Como nota predominante, el intenso calor de días atrás se volvía a repetir, haciendo incómodo el acompañamiento a la Titular de los muchos fieles y devotos presentes en la procesión.

Digno de reseñar ha sido el impecable atavío de la Bendita Imagen, el cual se debe a su magnífico vestidor y ex hermano mayor de la corporación, José Antonio Grande de León.

La talla atribuida a Cristóbal Ramos lucía una sublime mantilla colocada a base de ondas que aportaban un regusto clásico al tocado rizado de la Virgen. Junto a ello, no podían faltar el manto de salida bordado en oro, la mantilla a modo de toca, una impresionante corona de reina y la ráfaga plateada.

El paso asimismo aparecía exornado por flores de distintas tonalidades, que contrastaban con el dorado de los respiraderos y candelabros de guardabrisas.

Precisamente eran novedad la remodelación de dichos candelabros, realizándose la ampliación a siete luces de los candelabros de esquina y remodelación del brazo central, dorado de los cuatro candelabros y mayor altura a los mecheros de tres luces de la peana. Todos estos trabajos han sido llevados a cabo por los magníficos profesionales José Antonio García Flores (talla) y Francisco Pardo (dorado); y se estrenaron el pasado mes de mayo en el traslado de la Virgen a la Catedral.

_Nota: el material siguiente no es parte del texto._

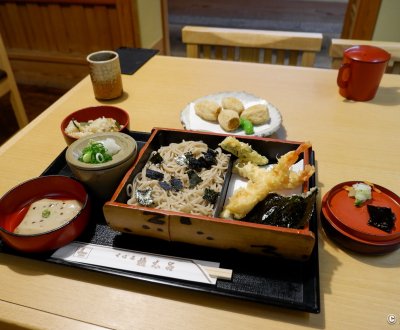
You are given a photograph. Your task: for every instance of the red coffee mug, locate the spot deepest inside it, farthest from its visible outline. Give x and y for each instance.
(361, 72)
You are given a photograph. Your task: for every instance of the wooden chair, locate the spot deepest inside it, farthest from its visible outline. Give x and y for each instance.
(338, 46)
(8, 85)
(275, 47)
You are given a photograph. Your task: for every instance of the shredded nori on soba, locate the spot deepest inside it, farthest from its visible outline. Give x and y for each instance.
(156, 158)
(381, 217)
(210, 195)
(281, 211)
(165, 185)
(155, 175)
(174, 184)
(196, 164)
(210, 157)
(143, 197)
(194, 179)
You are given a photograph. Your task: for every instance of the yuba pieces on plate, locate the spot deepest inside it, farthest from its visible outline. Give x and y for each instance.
(381, 217)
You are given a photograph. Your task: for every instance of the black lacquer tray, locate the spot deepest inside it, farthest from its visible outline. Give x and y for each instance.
(285, 283)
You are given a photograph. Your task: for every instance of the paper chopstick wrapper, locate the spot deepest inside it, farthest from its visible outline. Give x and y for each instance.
(141, 262)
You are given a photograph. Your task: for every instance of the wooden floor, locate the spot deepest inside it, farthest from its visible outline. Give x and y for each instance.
(299, 15)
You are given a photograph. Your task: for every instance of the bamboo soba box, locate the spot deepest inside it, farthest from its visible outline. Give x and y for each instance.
(210, 231)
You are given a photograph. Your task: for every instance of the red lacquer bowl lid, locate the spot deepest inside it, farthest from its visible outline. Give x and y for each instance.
(350, 222)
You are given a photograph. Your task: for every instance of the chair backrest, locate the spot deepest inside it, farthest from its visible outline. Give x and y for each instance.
(275, 47)
(338, 46)
(8, 85)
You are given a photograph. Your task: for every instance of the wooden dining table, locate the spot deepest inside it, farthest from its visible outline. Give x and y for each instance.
(351, 140)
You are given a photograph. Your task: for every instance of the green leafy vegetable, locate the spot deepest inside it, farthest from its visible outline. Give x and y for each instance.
(247, 126)
(95, 153)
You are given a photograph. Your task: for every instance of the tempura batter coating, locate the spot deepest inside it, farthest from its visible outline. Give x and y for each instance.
(243, 151)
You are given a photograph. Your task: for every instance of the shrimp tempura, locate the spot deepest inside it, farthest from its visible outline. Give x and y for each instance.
(262, 182)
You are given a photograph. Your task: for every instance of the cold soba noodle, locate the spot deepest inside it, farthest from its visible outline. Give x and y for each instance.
(187, 200)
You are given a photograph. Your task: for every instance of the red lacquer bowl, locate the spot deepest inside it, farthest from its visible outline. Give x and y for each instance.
(15, 202)
(92, 113)
(348, 224)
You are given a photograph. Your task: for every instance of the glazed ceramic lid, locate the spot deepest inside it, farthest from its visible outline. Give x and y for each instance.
(364, 53)
(127, 143)
(351, 222)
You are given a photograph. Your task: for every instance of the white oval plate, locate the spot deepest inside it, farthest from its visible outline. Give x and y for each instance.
(191, 121)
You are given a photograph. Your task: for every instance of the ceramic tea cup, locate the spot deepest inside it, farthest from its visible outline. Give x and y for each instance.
(105, 73)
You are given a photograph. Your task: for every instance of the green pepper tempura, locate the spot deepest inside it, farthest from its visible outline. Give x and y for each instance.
(95, 153)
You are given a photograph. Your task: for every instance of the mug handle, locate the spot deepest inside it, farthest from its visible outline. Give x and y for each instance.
(343, 83)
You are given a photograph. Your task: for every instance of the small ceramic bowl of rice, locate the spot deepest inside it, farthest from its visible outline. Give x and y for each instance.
(91, 120)
(101, 160)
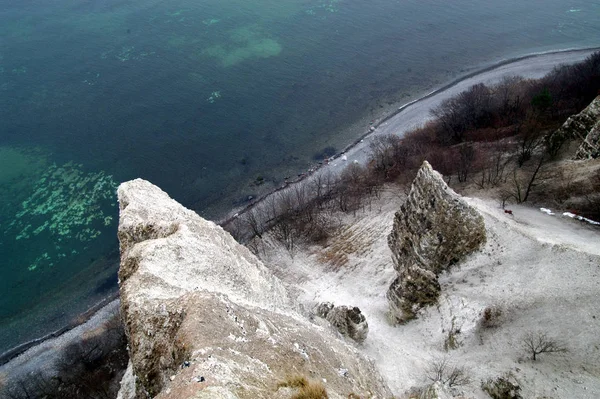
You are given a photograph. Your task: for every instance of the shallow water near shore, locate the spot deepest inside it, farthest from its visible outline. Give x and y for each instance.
(206, 100)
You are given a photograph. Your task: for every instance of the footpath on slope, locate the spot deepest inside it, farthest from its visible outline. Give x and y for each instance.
(404, 119)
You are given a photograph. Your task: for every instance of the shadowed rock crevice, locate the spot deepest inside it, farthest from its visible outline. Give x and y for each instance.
(434, 229)
(349, 321)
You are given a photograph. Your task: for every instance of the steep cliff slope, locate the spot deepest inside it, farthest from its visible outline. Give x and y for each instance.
(206, 319)
(536, 272)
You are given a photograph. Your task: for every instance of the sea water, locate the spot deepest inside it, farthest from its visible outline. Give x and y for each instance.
(212, 100)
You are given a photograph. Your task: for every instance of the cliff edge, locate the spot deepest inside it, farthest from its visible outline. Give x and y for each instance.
(206, 319)
(434, 229)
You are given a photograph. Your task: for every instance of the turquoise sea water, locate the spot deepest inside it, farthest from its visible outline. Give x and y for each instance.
(202, 97)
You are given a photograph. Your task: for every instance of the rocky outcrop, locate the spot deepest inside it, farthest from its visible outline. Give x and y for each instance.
(590, 146)
(434, 229)
(349, 321)
(206, 319)
(583, 127)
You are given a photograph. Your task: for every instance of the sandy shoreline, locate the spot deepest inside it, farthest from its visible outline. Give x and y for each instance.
(414, 113)
(403, 119)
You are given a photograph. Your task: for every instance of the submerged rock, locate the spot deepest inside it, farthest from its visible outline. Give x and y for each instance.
(434, 229)
(349, 321)
(206, 319)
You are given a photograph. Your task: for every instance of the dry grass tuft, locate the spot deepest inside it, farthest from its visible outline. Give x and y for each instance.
(312, 391)
(306, 389)
(294, 382)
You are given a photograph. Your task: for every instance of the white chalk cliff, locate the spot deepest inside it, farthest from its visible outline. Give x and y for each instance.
(206, 319)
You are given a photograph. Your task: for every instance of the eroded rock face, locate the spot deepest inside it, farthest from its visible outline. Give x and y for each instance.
(206, 319)
(584, 127)
(349, 321)
(434, 229)
(590, 146)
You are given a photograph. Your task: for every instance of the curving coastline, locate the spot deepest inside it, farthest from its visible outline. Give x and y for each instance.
(374, 128)
(357, 150)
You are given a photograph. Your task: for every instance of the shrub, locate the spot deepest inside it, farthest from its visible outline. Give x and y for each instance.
(491, 317)
(538, 342)
(504, 387)
(446, 373)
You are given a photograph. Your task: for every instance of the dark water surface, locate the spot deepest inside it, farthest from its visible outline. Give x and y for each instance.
(201, 98)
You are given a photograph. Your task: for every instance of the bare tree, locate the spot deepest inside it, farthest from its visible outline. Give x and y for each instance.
(443, 371)
(538, 342)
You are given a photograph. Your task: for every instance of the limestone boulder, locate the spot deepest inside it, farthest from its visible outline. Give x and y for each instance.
(349, 321)
(590, 146)
(434, 229)
(206, 319)
(583, 127)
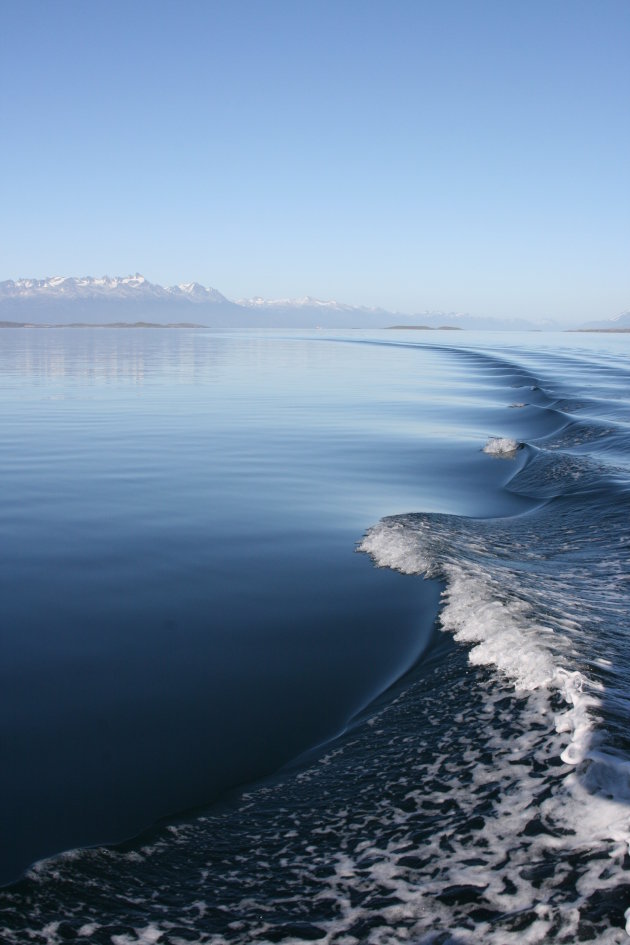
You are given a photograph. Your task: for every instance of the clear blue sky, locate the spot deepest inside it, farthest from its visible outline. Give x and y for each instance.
(470, 156)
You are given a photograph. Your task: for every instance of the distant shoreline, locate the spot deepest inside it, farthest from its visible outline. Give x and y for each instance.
(424, 328)
(102, 325)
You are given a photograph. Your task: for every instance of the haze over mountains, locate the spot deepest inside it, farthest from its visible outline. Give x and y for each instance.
(87, 300)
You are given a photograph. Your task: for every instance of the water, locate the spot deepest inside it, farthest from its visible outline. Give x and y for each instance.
(184, 611)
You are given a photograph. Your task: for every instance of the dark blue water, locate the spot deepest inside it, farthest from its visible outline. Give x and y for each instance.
(184, 611)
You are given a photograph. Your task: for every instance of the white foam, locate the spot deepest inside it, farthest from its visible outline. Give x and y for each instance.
(501, 446)
(488, 609)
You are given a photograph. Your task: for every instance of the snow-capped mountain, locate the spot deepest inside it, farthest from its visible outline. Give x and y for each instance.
(118, 287)
(60, 300)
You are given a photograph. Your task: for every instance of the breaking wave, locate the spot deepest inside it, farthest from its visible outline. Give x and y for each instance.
(487, 800)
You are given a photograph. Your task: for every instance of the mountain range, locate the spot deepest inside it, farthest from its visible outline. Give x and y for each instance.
(88, 300)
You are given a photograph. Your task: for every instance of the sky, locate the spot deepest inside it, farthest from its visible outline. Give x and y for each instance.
(452, 155)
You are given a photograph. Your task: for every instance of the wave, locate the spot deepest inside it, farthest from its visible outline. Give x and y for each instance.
(488, 800)
(542, 598)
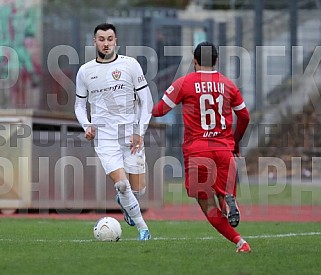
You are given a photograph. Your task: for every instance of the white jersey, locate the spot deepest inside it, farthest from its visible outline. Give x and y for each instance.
(114, 90)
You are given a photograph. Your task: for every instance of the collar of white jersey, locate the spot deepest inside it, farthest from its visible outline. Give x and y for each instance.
(207, 72)
(108, 61)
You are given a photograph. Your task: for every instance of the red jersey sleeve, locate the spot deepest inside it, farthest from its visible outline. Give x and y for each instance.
(170, 99)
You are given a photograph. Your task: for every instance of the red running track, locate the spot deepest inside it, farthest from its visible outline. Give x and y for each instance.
(192, 212)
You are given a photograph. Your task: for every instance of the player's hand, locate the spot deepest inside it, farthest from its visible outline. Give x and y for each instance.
(236, 151)
(136, 143)
(90, 133)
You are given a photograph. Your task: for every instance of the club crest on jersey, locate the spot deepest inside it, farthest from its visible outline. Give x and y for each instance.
(116, 74)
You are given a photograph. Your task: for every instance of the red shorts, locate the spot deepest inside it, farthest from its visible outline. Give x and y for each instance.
(209, 172)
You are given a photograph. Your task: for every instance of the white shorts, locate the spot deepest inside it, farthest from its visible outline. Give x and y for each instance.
(115, 156)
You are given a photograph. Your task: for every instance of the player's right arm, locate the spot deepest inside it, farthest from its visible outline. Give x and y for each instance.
(81, 105)
(243, 119)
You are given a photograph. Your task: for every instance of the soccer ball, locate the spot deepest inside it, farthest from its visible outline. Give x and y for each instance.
(107, 229)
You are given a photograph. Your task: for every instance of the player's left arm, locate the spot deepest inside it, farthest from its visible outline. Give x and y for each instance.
(145, 106)
(243, 119)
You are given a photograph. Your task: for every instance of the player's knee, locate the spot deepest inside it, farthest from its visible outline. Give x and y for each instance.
(139, 193)
(122, 185)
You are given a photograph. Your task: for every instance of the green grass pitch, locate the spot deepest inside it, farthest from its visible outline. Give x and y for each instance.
(41, 246)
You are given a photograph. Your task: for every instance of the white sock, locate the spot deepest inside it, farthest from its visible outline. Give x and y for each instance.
(130, 203)
(138, 194)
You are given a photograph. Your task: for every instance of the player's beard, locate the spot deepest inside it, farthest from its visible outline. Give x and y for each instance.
(105, 56)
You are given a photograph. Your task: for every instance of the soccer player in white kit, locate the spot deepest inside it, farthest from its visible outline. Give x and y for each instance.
(120, 111)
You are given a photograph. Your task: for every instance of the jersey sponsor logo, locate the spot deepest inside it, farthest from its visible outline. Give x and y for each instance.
(109, 89)
(116, 74)
(210, 134)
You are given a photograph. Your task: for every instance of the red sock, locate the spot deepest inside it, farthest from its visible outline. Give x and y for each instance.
(220, 223)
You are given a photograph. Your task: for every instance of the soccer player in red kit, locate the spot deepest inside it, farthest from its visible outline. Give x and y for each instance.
(208, 100)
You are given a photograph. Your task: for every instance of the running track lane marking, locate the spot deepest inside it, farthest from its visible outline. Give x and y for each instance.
(172, 239)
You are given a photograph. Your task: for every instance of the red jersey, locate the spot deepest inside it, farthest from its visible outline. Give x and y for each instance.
(208, 99)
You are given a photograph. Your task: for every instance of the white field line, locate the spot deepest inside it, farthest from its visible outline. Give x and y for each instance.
(271, 236)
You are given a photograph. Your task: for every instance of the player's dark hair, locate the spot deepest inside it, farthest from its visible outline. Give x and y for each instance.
(105, 27)
(206, 54)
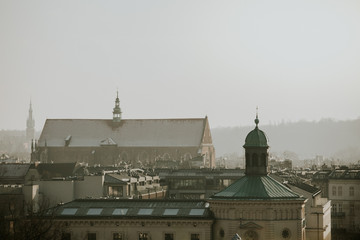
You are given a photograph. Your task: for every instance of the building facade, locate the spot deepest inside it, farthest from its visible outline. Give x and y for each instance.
(257, 206)
(140, 142)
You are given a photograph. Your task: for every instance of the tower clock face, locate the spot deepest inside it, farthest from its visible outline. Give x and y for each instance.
(250, 235)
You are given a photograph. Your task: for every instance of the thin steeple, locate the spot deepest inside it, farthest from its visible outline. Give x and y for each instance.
(116, 109)
(30, 124)
(257, 117)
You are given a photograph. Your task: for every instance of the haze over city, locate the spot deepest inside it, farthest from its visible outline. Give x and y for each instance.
(180, 59)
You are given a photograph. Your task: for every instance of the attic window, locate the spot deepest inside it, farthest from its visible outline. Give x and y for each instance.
(67, 140)
(94, 211)
(69, 211)
(196, 212)
(169, 212)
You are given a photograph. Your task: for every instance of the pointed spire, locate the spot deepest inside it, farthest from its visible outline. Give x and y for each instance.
(257, 117)
(116, 109)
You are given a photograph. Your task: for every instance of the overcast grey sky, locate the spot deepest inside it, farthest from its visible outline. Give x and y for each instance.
(296, 60)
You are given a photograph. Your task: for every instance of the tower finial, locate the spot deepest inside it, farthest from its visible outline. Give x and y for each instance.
(116, 109)
(257, 116)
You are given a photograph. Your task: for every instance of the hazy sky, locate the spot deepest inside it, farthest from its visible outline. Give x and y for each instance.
(296, 60)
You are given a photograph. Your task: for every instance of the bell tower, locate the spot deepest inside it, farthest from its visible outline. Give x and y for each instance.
(116, 109)
(256, 151)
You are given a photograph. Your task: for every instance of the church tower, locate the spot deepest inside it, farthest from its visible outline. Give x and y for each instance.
(256, 152)
(117, 110)
(30, 125)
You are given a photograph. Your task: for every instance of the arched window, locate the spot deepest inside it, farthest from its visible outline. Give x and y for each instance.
(124, 157)
(166, 156)
(263, 159)
(351, 191)
(144, 157)
(255, 159)
(247, 159)
(187, 156)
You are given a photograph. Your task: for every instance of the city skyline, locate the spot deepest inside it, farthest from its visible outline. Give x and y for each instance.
(296, 61)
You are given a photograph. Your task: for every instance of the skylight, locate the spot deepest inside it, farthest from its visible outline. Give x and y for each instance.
(94, 211)
(120, 211)
(168, 212)
(69, 211)
(197, 212)
(145, 211)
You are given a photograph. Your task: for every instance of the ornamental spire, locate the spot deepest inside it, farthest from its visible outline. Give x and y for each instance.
(257, 118)
(116, 109)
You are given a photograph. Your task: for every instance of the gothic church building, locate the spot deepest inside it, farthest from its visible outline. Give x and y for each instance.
(141, 142)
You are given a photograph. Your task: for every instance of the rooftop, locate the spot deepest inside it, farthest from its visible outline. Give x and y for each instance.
(128, 132)
(123, 208)
(257, 188)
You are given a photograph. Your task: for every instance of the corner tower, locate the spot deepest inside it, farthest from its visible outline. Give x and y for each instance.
(30, 125)
(256, 151)
(116, 109)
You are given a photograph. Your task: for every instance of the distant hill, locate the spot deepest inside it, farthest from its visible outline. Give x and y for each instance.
(335, 139)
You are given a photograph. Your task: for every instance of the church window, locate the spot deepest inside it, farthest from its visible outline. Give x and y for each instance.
(352, 208)
(169, 236)
(144, 236)
(340, 191)
(285, 234)
(254, 159)
(263, 159)
(351, 191)
(195, 236)
(166, 156)
(222, 233)
(144, 157)
(124, 157)
(340, 207)
(91, 236)
(247, 158)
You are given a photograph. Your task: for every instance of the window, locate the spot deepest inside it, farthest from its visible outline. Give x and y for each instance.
(69, 211)
(340, 191)
(334, 190)
(120, 211)
(195, 236)
(196, 212)
(65, 236)
(145, 211)
(94, 211)
(91, 236)
(340, 207)
(169, 236)
(351, 191)
(333, 209)
(352, 208)
(117, 236)
(144, 236)
(170, 212)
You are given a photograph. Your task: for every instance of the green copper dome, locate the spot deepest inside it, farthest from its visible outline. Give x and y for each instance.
(256, 138)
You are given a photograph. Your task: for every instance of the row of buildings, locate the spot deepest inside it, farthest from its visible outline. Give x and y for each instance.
(190, 204)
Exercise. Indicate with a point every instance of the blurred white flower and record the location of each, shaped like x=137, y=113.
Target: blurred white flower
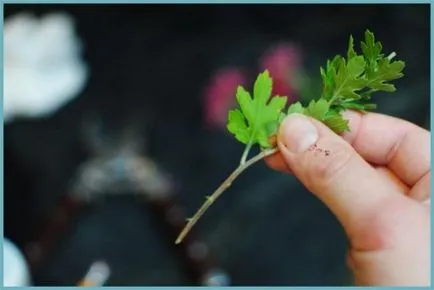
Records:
x=43, y=69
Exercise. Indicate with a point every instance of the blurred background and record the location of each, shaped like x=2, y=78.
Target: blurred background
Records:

Y qué se puede decir del delicioso itinerario lleno de instantes memorables, como la visita al Monasterio de la calle Santa Clara, al convento de las Carmelitas Calzadas o el discurrir por Arte de la sede, con muchas de estas vías adornadas con colgaduras de los colores carmelitanos.

Pero sin lugar a dudas, donde más se ha desbordado el fervor y cariño del barrio ha sido en la calle Santa Ana, con la gran petalada y los fuegos artificiales en honor a la Señora, que se mecía con gusto por la cuadrilla que dirigía el capataz Antonio Santiago.

Ha sido en definitiva una noche de gozo, de ilusión, de fe y de esperanza junto a la Flor del Carmelo, que tres años después ha vuelto a visitar a sus devotos en un maravilloso domingo de julio.